Greek Sausage and Egg Skillet


  • 2 tablespoons olive oil
  • 2 cups frozen, Southern-style hash brown potatoes
  • 1/2 a red onion, chopped
  • 8 ounces turkey sausage, sliced
  • 2-3 cups veggies of choice (I typically use a combination of spinach, bell peppers, tomato grapes, and mushrooms)
  • 2-3 tablespoons black olives, sliced
  • 4 eggs
  • 1/4 cup milk
  • 1/4 teaspoon dried oregano or 1 teaspoon fresh, chopped
  • kosher salt and freshly ground pepper
  • 1/3 cup feta cheese
  • Optional:  toasted corn tortillas for serving


  1. Over medium high heat, saute the onion, potatoes, and sausage in a large cast iron skillet coated with the olive oil.  Stir occasionally.  If necessary, you may drizzle a little extra oil if the potatoes begin to stick as they cook.  If using mushrooms, I add them in the beginning.  I like the mushrooms a little more well done and the other veggies more on the raw-but-warm side.
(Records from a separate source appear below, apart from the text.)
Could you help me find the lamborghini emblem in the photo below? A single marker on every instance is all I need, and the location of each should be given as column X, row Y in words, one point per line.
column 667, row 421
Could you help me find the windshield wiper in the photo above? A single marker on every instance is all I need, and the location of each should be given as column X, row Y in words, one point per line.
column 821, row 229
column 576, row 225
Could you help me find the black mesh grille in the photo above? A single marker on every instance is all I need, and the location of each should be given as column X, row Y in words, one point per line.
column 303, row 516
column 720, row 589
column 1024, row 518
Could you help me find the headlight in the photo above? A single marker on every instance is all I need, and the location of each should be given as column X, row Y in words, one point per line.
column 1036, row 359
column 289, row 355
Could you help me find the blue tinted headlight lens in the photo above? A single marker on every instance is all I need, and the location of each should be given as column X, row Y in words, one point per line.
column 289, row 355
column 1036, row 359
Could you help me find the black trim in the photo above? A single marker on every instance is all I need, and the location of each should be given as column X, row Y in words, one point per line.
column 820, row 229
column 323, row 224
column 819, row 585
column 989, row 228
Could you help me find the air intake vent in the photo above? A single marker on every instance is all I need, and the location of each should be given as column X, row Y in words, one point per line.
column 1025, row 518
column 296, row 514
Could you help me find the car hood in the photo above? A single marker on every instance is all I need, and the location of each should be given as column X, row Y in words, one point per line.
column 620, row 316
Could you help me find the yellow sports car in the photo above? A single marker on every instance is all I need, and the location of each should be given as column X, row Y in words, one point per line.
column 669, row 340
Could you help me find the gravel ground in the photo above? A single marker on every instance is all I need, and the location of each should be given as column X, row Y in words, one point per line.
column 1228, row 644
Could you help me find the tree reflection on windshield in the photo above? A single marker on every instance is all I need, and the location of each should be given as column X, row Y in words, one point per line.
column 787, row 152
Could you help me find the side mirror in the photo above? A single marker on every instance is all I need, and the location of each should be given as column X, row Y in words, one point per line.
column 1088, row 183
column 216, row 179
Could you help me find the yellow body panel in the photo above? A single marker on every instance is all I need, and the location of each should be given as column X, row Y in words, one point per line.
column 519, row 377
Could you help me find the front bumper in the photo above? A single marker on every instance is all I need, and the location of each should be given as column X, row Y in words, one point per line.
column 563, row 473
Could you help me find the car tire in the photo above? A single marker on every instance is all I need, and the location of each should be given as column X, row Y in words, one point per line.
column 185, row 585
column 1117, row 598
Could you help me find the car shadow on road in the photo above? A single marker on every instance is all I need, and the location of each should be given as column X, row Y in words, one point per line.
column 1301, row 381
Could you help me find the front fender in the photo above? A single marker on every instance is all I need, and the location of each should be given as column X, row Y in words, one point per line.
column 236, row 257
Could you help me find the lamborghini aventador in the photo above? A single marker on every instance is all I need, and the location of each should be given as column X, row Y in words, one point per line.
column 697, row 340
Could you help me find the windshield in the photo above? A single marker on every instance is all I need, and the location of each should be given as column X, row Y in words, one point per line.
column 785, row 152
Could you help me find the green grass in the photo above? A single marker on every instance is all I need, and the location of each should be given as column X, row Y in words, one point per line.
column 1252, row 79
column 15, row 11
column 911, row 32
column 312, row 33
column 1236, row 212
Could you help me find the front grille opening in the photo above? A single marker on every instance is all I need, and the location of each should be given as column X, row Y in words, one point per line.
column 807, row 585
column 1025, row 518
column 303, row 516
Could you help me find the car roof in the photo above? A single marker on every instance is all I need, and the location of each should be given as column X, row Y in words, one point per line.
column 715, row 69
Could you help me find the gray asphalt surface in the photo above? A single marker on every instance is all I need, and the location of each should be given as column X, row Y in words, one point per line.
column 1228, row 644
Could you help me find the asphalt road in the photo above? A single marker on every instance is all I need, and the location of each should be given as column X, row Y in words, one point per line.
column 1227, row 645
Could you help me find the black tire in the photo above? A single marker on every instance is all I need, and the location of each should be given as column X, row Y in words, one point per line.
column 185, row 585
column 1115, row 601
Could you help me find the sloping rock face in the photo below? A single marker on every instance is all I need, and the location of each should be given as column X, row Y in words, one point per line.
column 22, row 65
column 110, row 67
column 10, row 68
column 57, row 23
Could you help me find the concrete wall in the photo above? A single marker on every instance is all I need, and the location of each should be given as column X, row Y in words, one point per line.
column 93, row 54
  2. Meanwhile, in a separate bowl, beat the eggs with the milk, oregano, and salt and pepper to taste.
  3. Once the potatoes/sausage mixture begins to brown, add the remaining vegetables and black olives, stirring to combine.  Reduce the heat to medium and pour the egg mixture over top of the sausage/veggie mixture.  Cook, inverting to incorporate and cook throughout, until eggs are done to your liking.  I like the eggs to retain just a bit of moistness.
  4. Remove from heat and sprinkle with feta.  Serve over a toasted corn tortilla, if desired.